Doctor Who is not the only television show to make a time traveling leap back to segregated Alabama. Perhaps one day I'll do a blog post on those Quantum Leap episodes...

Further comments are below.  

Doctor Who fandom is massive, which is not surprising since the show has survived so long. If you want to learn a bit, start here

The 2018 series brought something new to the Doctor Who universe. For the first time, the good Doctor is played by a woman, Jodie Whittaker. She is the 13th actor to play the lead in the BBC series. 

Malorie Blackman is an author of young adult novels and children's books who often uses science fiction settings. Chris Chibnall is currently Doctor Who's showrunner and head writer.  

Our episode opens with Rosa boarding through the front door and sitting in the white section of a bus in 1943. She was ordered by the driver James F. Blake to get off and enter from the back door. That same driver will be driving the bus Rosa boards twelve years later.

Rosa reluctantly gets off the bus intending to enter through the back door. As was apparently fairly common in those days, the driver took off before she could get back on. 

Doctor Who is an alien Time Lord, so she and her friends make their way around the universe in a time machine, the Tardis, disguised as a British police box. Bradley WalshTosin Cole, and Mandip Gill play the Doctor's newest travelling companionsGraham O'BrienRyan Sinclair, and Yasmin Khan, respectively. 

They have quickly learned how things are in the segregated U.S. South. Ryan--a black man--is punched for touching a white woman, and Yasmin--a Pakistani--is called a Mexican. 

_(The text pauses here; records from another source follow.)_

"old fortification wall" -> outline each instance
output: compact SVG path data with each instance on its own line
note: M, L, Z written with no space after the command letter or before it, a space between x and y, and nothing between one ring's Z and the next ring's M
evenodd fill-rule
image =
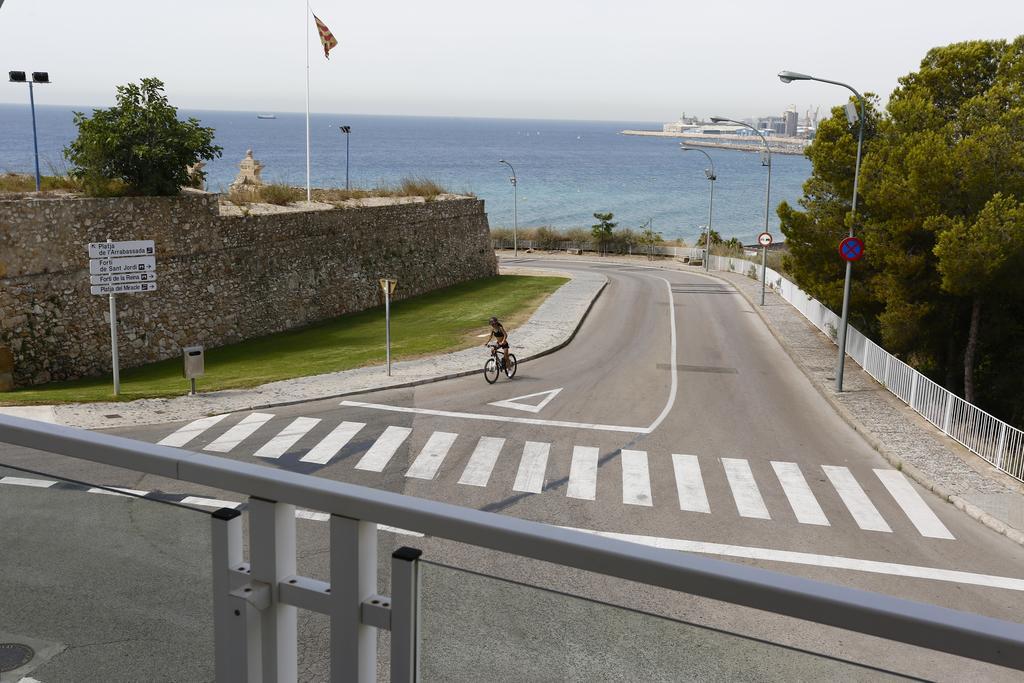
M497 273L483 202L221 216L213 195L0 201L0 390L110 372L89 242L155 240L156 292L118 296L121 366Z

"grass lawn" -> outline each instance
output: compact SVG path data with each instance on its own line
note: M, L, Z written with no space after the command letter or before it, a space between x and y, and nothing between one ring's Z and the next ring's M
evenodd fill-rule
M476 335L489 332L487 318L515 328L525 323L564 278L499 275L485 278L391 304L392 360L482 345ZM399 287L401 285L399 284ZM483 362L484 351L480 351ZM267 382L385 361L384 306L342 315L301 330L250 339L206 351L200 391L253 387ZM68 403L180 396L187 391L181 358L121 371L115 399L111 377L53 382L0 393L0 404Z

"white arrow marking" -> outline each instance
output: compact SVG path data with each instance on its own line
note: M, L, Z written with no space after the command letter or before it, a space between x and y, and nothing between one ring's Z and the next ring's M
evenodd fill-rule
M527 413L540 413L544 408L552 401L552 399L558 395L558 393L564 387L558 387L557 389L551 389L549 391L538 391L537 393L527 393L525 396L516 396L515 398L507 398L505 400L496 400L493 403L487 403L487 405L497 405L499 408L511 408L514 411L526 411ZM544 400L536 405L530 403L520 403L518 401L523 398L532 398L535 396L545 396Z

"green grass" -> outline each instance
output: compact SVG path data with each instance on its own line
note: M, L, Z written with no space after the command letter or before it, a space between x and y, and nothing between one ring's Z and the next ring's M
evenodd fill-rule
M391 306L392 360L482 345L483 340L475 335L489 332L492 315L508 326L515 346L515 328L565 282L564 278L500 275L396 301ZM481 348L481 367L484 354ZM200 391L237 389L384 361L384 307L379 306L301 330L207 349L206 376L197 384ZM104 376L2 393L0 404L179 396L187 389L181 365L181 358L171 358L122 371L117 399L110 376Z

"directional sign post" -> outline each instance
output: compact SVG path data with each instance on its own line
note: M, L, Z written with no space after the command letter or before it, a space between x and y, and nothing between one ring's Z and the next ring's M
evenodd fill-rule
M157 247L153 240L90 242L89 293L111 301L111 365L114 395L121 393L118 360L118 303L115 295L157 290Z
M768 167L771 173L771 166ZM771 176L768 176L769 178ZM765 219L767 224L768 219ZM765 230L758 236L758 243L761 245L761 305L765 305L765 280L768 278L768 247L771 247L771 232Z
M391 295L398 286L397 280L381 278L381 289L384 291L384 338L387 344L387 376L391 377Z

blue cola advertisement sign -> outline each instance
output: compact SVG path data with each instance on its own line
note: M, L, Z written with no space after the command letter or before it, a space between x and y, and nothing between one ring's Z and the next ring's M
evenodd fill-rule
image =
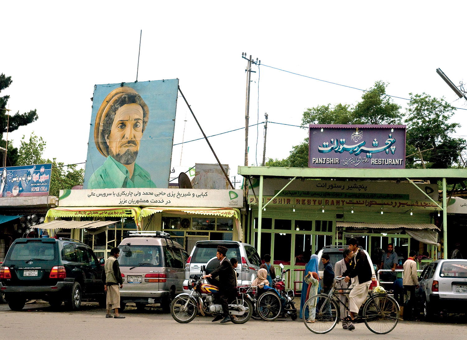
M167 188L178 79L96 85L85 189Z
M50 187L52 164L0 168L2 197L47 196Z

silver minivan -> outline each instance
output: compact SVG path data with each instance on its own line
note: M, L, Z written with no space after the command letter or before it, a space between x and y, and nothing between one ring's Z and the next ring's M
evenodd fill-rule
M183 247L161 231L130 231L119 246L118 258L123 287L120 308L133 302L138 309L160 304L170 310L172 299L182 292L185 263Z
M217 247L219 245L227 248L226 257L227 259L235 257L238 261L235 270L238 273L237 285L251 285L262 264L258 252L251 245L235 241L198 241L191 250L185 266L184 292L190 292L188 279L193 275L199 275L202 265L207 265L208 269L219 266L218 264L215 265L215 257Z

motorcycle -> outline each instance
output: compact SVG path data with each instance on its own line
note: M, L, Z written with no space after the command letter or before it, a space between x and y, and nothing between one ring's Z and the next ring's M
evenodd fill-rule
M297 308L294 302L294 292L292 290L286 291L284 277L290 269L284 270L280 264L281 275L272 280L272 287L261 295L256 302L256 312L265 321L273 321L279 316L289 315L292 320L297 319Z
M205 267L201 266L201 275L194 275L188 280L188 286L191 290L190 294L179 294L172 301L170 314L177 322L188 323L192 321L198 312L203 316L217 316L222 313L222 306L213 296L219 292L219 289L204 283L202 277L205 271ZM251 298L246 293L248 289L248 287L237 287L236 296L229 304L229 315L234 324L244 324L251 317L253 308Z

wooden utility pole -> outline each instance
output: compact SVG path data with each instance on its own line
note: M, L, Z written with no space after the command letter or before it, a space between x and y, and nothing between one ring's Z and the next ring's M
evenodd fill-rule
M420 155L420 159L422 160L422 166L423 167L424 169L426 169L426 168L425 167L425 162L423 161L423 156L422 156L422 152L420 151L419 147L417 147L417 148L418 150L418 154Z
M245 104L245 166L248 166L248 125L249 124L250 120L250 84L251 83L251 73L256 73L256 71L251 70L251 64L259 65L261 63L261 61L258 61L256 58L256 61L255 62L251 59L250 55L249 58L247 58L247 52L243 52L241 53L241 57L244 59L247 59L248 62L247 64L247 68L245 71L247 73L247 93L246 99Z
M242 56L243 53L242 53ZM245 53L245 56L246 56ZM247 64L247 93L245 103L245 166L248 166L248 125L250 120L250 82L251 80L251 56Z
M261 165L262 167L264 167L266 163L266 137L268 134L268 113L264 113L264 118L266 118L266 123L264 124L264 146L263 146L263 162Z

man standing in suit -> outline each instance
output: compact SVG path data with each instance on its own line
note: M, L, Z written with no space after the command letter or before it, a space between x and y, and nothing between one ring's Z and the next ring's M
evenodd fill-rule
M236 272L230 261L226 257L226 253L227 248L225 247L218 247L216 257L220 261L220 266L212 271L211 274L203 277L203 278L219 277L219 298L223 312L222 316L218 315L214 318L212 322L220 320L223 316L224 319L220 321L221 324L232 321L229 315L228 304L229 301L233 299L235 296L235 287L237 285Z
M347 270L350 268L349 263L350 260L354 257L354 252L348 248L346 248L342 252L342 256L344 257L340 261L338 261L336 263L336 265L334 267L334 273L336 276L342 277ZM348 294L344 294L347 293L344 291L344 289L347 289L349 287L348 283L345 282L343 280L339 280L336 284L336 289L338 290L339 292L340 293L338 295L339 299L342 302L343 305L339 304L340 305L340 315L344 319L347 316L347 312L345 306L348 303ZM355 326L351 321L342 321L342 328L344 329L348 329L352 331L355 329Z

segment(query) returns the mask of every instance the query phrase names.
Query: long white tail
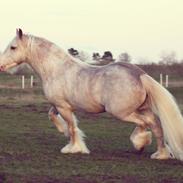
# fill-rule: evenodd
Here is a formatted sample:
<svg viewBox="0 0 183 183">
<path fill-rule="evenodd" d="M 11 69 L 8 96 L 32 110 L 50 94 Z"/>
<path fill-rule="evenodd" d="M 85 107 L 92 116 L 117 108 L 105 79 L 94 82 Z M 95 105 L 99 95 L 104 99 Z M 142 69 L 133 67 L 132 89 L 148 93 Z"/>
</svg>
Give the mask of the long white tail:
<svg viewBox="0 0 183 183">
<path fill-rule="evenodd" d="M 141 76 L 141 81 L 153 112 L 160 118 L 165 144 L 176 159 L 183 160 L 183 117 L 173 96 L 147 74 Z"/>
</svg>

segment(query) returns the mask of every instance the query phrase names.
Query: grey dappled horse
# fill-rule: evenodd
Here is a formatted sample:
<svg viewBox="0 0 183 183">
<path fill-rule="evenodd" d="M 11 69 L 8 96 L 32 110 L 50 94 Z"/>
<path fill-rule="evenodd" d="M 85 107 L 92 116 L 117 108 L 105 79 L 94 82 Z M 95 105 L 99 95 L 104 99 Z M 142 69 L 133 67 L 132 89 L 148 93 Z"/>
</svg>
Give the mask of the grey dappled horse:
<svg viewBox="0 0 183 183">
<path fill-rule="evenodd" d="M 60 132 L 70 137 L 62 153 L 89 153 L 74 116 L 75 110 L 82 109 L 108 112 L 134 122 L 137 127 L 131 140 L 138 150 L 151 143 L 150 129 L 157 140 L 157 151 L 151 158 L 183 160 L 180 110 L 172 95 L 137 66 L 120 62 L 91 66 L 54 43 L 17 29 L 16 37 L 0 56 L 0 70 L 23 62 L 42 80 L 45 96 L 52 104 L 50 118 Z"/>
</svg>

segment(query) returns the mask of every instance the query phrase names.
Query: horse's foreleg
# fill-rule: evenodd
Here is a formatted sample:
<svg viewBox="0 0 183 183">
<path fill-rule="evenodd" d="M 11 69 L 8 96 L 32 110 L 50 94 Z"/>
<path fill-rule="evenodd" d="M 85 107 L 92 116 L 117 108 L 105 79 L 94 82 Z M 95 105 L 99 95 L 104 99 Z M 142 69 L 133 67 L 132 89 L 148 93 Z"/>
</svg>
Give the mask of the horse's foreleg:
<svg viewBox="0 0 183 183">
<path fill-rule="evenodd" d="M 59 113 L 62 115 L 63 119 L 67 123 L 68 132 L 70 136 L 70 142 L 64 148 L 62 148 L 62 153 L 86 153 L 90 151 L 84 142 L 84 133 L 77 126 L 77 119 L 72 113 L 72 111 L 63 108 L 57 108 Z"/>
<path fill-rule="evenodd" d="M 49 119 L 55 124 L 58 131 L 61 133 L 64 133 L 65 136 L 68 136 L 68 127 L 65 120 L 62 118 L 62 116 L 58 113 L 55 107 L 51 107 L 48 112 Z"/>
</svg>

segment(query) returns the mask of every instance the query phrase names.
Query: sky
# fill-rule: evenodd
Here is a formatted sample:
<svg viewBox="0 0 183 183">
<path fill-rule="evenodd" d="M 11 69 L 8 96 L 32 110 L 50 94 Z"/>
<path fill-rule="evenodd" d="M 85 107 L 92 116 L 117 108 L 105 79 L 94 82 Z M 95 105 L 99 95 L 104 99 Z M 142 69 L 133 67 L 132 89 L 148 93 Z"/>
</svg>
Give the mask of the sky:
<svg viewBox="0 0 183 183">
<path fill-rule="evenodd" d="M 65 49 L 183 59 L 182 8 L 182 0 L 0 0 L 0 50 L 22 28 Z"/>
</svg>

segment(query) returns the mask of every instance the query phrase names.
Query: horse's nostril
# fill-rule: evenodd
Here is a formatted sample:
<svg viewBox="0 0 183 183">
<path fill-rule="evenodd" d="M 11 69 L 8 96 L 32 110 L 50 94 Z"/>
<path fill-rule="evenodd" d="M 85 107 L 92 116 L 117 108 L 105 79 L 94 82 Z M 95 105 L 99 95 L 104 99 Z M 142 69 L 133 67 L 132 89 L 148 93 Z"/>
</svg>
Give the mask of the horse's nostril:
<svg viewBox="0 0 183 183">
<path fill-rule="evenodd" d="M 4 66 L 0 66 L 0 71 L 4 71 L 5 67 Z"/>
</svg>

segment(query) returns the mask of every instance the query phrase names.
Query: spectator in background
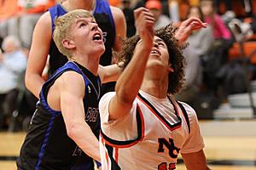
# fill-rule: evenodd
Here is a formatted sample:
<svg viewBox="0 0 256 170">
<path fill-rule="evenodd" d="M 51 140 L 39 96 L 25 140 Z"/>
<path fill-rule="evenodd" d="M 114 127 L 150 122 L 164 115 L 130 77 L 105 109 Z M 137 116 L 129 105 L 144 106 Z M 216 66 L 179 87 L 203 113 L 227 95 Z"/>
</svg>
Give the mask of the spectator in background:
<svg viewBox="0 0 256 170">
<path fill-rule="evenodd" d="M 127 26 L 126 37 L 131 37 L 136 34 L 133 9 L 131 8 L 131 0 L 122 0 L 122 10 L 125 14 Z"/>
<path fill-rule="evenodd" d="M 30 48 L 34 27 L 40 16 L 55 3 L 55 0 L 18 0 L 19 32 L 22 46 Z"/>
<path fill-rule="evenodd" d="M 148 0 L 145 7 L 154 14 L 155 20 L 154 28 L 159 29 L 170 24 L 171 20 L 162 14 L 162 4 L 160 0 Z"/>
<path fill-rule="evenodd" d="M 41 75 L 48 55 L 49 55 L 49 74 L 67 61 L 67 57 L 59 52 L 52 40 L 54 20 L 68 11 L 79 8 L 92 11 L 99 27 L 103 31 L 106 50 L 101 57 L 101 65 L 108 65 L 112 63 L 112 49 L 119 50 L 120 39 L 125 37 L 126 24 L 123 12 L 118 8 L 110 7 L 106 0 L 66 0 L 49 8 L 41 16 L 35 26 L 26 72 L 26 88 L 38 98 L 44 82 Z M 104 88 L 101 94 L 104 93 L 103 90 L 109 91 L 113 86 L 111 84 Z"/>
<path fill-rule="evenodd" d="M 17 13 L 18 0 L 0 0 L 0 38 L 8 35 L 19 37 Z"/>
<path fill-rule="evenodd" d="M 198 6 L 189 7 L 187 18 L 189 17 L 197 17 L 204 21 L 202 12 Z M 176 97 L 178 100 L 193 106 L 202 82 L 201 56 L 207 53 L 213 42 L 212 26 L 193 31 L 187 42 L 189 46 L 183 51 L 187 63 L 184 70 L 184 88 Z"/>
<path fill-rule="evenodd" d="M 14 36 L 6 37 L 2 48 L 4 50 L 0 55 L 0 114 L 4 114 L 1 115 L 3 122 L 3 117 L 8 119 L 16 109 L 14 104 L 20 85 L 18 80 L 25 73 L 26 56 L 20 49 L 19 39 Z"/>
</svg>

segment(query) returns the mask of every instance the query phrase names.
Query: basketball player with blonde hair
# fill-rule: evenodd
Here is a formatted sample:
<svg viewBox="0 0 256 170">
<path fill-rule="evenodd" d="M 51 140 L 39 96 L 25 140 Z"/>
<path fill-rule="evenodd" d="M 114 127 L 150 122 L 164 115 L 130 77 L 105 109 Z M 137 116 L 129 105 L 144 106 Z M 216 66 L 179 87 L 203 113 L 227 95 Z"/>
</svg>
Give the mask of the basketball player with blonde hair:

Who and friends set up shop in a motel--fictional as far as I've been able to determine. Ryan and Yasmin must of course remain out of sight. Who and her third friend must pose as a couple to take the room. They have all spent the day of their arrival learning the nature of segregation in Montgomery in 1955. The groups happens to meet Rosa Parks, who sets them straight on some of life's parameters in Alabama. 

 The group has arrived in Montgomery in 1955 by accident, but decide to stay after detecting another time traveler. The four soon learn he has come to change history by preventing Parks from riding that bus, hopefully preventing the boycott, a major spark of the Civil Rights movement in America.

Why? Well, evil time travelers do that sort of thing. Hey, it's this episode's McGuffin. But rest easy--Doctor Who and companions are going to make sure Rosa boards the right bus.

One of the delights of this episode are the realistic background touches that help recreate Montgomery in 1955. Doctor Who and the others use these bus schedules and phone books to try and locate where Rosa Parks will be on that fateful day. 

We also see an ad for the Montgomery Fair department store, the real place where Parks worked as a seamstress. Once the bus boycott began, she was fired from this job. 

Here's the Montgomery Fair department store where Rosa Parks worked as a seamstress as depicted in this episode. 

And here is the real department store ca. 1940. You can see more photos at the online Department Store Museum.

Parks was living in unit 634 of the Cleveland Heights Apartments when the boycott began. 

Doctor Who and Rosa meet again. 

The black man among Doctor Who's companions, Ryan Sinclair, makes his way to Rosa Parks's apartment where she is meeting with Martin Luther King Jr., and attorney Fred Gray

A determined Rosa takes her seat in the white section of the bus. 

She refuses to move, the driver calls the police, and Rosa is arrested. History is not interrupted. 

Back aboard the Tardis, Doctor Who winds up the episode with a rousing explanation of what happened next in the Civil Rights movement.

The episode ends with Doctor Who and friends viewing the asteroid named after Rosa Parks.

"Rosa" is not a documentary, and some liberties are taken with historical reality. But as this article notes, "Rosa" is remarkably accurate for an episode of a weekly fantasy series.